Evidence gathered by British security service MI-5 has shown Khawaja visited Omar Khyam, the leader of the British bomb plot, in 2004 and discussed remote-control technology with him.
But Greenspon pointed out that the same bugged conversations were filled with musings by Khawaja about travelling back to Pakistan and eventually to the front lines in Afghanistan.
He said Khawaja wasn’t present when Khyam and his fellow British conspirators discussed striking targets in Britain and that they deliberately kept him in the dark about those plans.
“It’s crystal clear that what was discussed in Momin Khawaja’s presence had everything to do with going to Afghanistan to fight [and] nothing to do with bombs in downtown London,” Greenspon said.
Khawaja participated in ‘violent jihad,’ Crown says
Prosecutors have yet to respond in detail to the defence arguments, but Bill Boutzouvis, one of the Crown attorneys handling the case, dropped a possible hint of their strategy earlier in the trial.
He argued that the core of the case against Khawaja is that he participated in “violent jihad,” no matter where his activities took place or what his intended targets were.
Greenspon contends it would be unjust, at this late point, to shift the focus away from the allegations involving the London plot.
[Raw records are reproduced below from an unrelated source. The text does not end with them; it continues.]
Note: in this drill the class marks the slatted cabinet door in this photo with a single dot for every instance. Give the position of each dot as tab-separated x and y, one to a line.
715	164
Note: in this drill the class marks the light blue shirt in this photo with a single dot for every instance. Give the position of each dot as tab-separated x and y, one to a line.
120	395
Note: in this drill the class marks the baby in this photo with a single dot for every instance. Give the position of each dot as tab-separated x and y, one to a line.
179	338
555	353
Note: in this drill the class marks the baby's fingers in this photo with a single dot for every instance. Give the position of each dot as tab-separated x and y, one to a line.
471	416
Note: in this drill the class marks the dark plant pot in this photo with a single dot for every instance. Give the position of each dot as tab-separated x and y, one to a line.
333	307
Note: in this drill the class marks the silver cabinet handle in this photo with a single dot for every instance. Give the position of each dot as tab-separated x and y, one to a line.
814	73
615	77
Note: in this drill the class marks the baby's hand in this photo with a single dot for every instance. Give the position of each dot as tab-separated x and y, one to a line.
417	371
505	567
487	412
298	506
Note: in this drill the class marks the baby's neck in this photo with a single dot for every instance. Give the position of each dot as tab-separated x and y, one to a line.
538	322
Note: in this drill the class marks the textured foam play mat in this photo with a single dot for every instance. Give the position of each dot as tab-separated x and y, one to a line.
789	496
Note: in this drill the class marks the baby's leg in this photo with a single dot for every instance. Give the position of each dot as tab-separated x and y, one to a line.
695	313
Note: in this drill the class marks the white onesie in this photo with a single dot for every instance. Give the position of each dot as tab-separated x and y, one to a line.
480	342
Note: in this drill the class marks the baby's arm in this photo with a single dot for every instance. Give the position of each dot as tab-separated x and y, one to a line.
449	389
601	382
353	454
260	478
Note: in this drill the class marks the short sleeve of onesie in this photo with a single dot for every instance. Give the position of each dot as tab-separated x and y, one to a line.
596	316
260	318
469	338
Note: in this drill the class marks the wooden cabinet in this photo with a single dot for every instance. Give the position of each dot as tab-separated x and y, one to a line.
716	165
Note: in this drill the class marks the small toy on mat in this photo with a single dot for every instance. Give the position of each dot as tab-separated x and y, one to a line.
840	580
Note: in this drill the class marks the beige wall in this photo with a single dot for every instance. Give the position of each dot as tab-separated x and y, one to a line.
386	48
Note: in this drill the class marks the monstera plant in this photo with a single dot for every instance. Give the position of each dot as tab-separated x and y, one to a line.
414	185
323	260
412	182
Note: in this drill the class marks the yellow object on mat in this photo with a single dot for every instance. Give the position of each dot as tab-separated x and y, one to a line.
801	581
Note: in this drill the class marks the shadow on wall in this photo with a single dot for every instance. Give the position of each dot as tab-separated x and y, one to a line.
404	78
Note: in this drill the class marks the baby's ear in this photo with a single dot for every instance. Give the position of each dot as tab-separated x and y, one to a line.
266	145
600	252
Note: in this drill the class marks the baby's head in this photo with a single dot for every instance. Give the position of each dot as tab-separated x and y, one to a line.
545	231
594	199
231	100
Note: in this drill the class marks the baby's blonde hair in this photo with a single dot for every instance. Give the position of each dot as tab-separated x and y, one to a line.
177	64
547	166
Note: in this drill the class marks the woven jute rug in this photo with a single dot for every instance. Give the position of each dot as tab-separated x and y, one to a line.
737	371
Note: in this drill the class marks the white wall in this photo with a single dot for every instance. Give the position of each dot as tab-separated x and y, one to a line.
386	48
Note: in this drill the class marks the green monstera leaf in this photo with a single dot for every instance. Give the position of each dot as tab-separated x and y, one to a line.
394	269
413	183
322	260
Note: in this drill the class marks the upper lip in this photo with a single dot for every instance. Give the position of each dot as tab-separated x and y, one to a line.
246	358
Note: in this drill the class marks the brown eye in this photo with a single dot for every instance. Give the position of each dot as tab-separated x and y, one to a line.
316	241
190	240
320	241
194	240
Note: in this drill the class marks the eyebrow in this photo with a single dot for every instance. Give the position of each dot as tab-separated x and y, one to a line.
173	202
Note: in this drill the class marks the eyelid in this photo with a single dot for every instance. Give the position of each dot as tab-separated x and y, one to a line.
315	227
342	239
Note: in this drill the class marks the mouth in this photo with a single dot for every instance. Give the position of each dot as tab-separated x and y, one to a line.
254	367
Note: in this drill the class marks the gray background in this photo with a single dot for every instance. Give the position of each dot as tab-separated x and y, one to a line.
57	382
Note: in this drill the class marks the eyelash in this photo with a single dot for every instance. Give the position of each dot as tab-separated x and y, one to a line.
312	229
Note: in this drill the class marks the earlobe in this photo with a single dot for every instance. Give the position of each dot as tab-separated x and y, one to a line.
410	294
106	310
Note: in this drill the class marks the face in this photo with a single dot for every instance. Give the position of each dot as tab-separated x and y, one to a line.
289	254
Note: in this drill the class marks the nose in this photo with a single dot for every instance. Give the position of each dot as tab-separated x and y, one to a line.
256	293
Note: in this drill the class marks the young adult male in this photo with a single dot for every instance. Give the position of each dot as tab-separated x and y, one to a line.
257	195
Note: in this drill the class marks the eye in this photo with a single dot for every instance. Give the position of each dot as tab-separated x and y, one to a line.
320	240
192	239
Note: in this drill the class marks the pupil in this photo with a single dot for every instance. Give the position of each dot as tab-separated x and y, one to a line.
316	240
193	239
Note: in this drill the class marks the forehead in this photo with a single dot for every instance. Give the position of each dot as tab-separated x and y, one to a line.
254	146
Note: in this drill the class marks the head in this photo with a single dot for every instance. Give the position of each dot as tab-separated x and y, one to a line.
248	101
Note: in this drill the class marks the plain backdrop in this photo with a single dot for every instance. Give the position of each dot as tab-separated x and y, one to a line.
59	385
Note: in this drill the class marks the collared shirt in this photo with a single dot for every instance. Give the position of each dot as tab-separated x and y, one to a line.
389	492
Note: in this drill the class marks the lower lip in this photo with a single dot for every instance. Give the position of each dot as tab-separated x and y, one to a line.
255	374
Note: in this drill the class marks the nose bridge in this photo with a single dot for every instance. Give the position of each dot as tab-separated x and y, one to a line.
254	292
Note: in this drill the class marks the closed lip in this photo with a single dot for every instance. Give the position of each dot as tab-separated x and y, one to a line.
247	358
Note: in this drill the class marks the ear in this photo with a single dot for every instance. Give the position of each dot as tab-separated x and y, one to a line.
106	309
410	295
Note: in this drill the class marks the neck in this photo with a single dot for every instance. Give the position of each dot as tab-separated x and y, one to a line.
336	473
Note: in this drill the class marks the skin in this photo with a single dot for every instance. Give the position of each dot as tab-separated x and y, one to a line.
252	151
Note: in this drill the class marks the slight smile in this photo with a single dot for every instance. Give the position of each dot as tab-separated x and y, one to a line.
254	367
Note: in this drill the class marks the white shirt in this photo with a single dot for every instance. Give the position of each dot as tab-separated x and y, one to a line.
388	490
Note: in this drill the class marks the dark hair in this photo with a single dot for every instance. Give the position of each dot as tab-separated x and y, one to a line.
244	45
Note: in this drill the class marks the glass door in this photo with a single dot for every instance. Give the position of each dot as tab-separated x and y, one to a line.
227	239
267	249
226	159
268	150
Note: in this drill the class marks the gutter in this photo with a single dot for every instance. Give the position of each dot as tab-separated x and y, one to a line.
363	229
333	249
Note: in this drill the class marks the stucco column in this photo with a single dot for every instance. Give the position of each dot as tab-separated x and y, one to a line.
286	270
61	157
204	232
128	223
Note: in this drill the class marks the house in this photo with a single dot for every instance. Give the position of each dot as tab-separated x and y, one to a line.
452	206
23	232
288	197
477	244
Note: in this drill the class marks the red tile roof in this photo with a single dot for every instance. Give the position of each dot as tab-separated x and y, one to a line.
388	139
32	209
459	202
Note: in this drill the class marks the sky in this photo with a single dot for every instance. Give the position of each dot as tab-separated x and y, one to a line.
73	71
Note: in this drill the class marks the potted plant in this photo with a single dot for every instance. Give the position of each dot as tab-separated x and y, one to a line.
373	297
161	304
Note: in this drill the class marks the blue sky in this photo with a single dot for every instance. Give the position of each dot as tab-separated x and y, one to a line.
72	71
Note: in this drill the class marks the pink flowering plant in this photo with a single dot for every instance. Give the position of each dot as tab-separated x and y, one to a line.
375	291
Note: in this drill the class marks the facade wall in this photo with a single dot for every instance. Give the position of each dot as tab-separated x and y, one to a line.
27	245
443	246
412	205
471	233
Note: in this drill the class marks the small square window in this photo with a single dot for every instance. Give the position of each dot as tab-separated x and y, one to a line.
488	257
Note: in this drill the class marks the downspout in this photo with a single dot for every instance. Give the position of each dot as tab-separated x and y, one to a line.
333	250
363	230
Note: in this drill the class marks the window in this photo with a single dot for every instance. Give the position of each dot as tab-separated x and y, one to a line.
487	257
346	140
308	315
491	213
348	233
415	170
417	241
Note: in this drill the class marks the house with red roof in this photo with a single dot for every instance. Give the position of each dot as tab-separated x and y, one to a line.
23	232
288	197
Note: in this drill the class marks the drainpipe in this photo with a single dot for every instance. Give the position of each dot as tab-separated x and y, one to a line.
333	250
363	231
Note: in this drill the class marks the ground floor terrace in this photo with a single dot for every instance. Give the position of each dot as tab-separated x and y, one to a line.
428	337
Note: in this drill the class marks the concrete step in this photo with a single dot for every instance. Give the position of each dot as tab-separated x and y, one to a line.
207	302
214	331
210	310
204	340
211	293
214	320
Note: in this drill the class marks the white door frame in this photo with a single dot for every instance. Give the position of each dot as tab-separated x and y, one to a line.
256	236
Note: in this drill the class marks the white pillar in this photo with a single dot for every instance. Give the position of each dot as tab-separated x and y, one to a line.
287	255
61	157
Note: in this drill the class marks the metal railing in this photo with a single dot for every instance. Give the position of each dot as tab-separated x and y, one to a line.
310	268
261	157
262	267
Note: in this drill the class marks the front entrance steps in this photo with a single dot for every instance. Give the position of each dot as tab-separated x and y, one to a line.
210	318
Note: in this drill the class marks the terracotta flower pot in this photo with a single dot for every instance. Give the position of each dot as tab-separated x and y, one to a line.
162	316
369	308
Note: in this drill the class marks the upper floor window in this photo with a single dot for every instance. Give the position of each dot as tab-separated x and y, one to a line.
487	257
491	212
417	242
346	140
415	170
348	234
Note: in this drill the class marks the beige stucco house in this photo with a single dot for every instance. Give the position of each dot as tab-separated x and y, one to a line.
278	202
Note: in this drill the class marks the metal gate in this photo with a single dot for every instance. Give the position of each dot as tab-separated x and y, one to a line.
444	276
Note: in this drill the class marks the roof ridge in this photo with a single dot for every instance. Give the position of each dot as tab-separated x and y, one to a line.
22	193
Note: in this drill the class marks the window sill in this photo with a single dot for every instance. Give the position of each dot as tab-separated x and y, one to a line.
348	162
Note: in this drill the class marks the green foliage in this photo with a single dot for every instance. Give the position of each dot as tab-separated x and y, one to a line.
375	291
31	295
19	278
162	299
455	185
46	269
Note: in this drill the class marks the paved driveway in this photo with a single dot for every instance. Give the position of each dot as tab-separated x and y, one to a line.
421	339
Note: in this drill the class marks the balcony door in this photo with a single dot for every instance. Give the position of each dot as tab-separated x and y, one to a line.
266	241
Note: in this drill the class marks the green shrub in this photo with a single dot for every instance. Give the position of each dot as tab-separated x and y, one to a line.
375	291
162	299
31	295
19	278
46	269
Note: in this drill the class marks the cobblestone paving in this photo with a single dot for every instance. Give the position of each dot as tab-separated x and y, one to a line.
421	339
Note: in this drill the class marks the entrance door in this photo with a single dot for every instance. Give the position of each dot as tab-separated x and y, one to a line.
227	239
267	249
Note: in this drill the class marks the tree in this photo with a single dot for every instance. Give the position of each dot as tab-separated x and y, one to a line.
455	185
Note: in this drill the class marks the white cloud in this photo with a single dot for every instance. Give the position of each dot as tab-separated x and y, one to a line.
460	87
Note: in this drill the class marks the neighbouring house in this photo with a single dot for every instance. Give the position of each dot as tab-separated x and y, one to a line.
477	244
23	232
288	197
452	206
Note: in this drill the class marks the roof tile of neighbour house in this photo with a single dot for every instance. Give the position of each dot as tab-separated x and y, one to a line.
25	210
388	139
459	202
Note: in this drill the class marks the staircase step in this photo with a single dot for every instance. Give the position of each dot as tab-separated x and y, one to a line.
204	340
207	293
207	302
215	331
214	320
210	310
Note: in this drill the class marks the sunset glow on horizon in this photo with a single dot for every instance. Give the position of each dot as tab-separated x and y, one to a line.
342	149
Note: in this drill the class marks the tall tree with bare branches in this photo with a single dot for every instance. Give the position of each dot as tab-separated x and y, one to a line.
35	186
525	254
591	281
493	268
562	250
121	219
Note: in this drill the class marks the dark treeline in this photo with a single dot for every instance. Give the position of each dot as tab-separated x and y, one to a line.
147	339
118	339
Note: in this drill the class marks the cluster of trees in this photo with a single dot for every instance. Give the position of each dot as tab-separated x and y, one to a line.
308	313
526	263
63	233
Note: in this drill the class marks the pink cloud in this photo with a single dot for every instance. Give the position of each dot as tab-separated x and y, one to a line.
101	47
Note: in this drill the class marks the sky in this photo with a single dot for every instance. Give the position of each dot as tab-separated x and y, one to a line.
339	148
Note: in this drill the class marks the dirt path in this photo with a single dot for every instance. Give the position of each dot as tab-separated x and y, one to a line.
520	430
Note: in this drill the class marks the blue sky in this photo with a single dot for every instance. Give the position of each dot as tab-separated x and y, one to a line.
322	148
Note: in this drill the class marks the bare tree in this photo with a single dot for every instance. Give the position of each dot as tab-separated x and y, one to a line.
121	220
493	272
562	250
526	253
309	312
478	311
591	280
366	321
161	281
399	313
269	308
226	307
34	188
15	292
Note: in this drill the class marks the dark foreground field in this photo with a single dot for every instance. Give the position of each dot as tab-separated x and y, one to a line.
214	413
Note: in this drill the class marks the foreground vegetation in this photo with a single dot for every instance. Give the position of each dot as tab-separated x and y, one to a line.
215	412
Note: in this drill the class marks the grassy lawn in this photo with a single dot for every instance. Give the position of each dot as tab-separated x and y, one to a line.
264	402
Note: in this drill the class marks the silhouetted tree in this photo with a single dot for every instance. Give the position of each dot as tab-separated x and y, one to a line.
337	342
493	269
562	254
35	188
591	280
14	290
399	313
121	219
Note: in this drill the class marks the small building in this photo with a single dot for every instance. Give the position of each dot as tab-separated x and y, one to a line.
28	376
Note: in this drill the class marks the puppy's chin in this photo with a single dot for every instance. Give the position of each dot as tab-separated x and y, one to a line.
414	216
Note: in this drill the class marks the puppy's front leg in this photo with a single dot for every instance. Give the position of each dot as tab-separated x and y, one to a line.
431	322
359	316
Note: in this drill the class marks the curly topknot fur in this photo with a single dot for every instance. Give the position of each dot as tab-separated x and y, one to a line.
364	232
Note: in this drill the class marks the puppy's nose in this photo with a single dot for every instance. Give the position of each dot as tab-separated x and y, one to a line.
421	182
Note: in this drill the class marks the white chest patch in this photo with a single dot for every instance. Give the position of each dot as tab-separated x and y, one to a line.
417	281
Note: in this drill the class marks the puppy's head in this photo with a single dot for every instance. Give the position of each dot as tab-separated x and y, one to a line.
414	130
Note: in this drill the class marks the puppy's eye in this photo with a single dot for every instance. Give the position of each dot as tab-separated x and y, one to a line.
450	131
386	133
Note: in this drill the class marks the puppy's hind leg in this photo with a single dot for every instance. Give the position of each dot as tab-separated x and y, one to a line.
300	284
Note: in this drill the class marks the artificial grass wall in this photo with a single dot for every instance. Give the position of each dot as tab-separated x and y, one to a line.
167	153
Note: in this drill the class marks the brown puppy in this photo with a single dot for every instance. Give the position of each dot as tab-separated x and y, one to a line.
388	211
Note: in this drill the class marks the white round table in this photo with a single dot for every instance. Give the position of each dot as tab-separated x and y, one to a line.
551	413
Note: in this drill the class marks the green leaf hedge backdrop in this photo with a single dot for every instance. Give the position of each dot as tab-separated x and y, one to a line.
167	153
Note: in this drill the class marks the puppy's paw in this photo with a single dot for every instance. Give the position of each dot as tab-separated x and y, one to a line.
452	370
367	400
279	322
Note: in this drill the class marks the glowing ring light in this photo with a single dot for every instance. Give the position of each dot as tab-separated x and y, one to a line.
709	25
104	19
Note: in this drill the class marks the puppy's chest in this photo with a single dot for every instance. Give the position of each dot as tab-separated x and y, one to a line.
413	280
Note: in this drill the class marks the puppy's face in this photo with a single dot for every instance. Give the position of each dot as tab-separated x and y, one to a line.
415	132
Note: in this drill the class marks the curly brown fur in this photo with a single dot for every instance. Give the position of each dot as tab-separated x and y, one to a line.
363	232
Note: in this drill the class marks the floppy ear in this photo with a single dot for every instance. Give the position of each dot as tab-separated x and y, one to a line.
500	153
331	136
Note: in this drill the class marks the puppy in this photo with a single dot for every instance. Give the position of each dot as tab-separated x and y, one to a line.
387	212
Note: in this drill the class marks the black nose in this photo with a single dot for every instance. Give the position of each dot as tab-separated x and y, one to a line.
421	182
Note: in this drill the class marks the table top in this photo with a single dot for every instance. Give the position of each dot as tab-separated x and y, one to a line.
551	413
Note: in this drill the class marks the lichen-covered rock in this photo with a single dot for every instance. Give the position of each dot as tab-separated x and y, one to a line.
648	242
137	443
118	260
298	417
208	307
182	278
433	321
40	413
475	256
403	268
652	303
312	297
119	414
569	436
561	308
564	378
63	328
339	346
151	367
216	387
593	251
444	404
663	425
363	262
Such a switch, he said, would mean that “they charged A and they went on to prove B.”
He said the prosecution wants “not only to change horses but go to a completely different animal” in the middle of the case.
Khawaja faces seven charges under the Anti-Terrorism Act, including a key allegation that he built the Digimonster.
He’s also accused of financing and facilitating terrorism, participating in terrorist training and meetings, and making a house owned by his family in Pakistan available for terrorist use.
Five of his alleged co-conspirators, including Khyam, were convicted last year in Britain of participating in the failed bomb plot and sentenced to life in prison.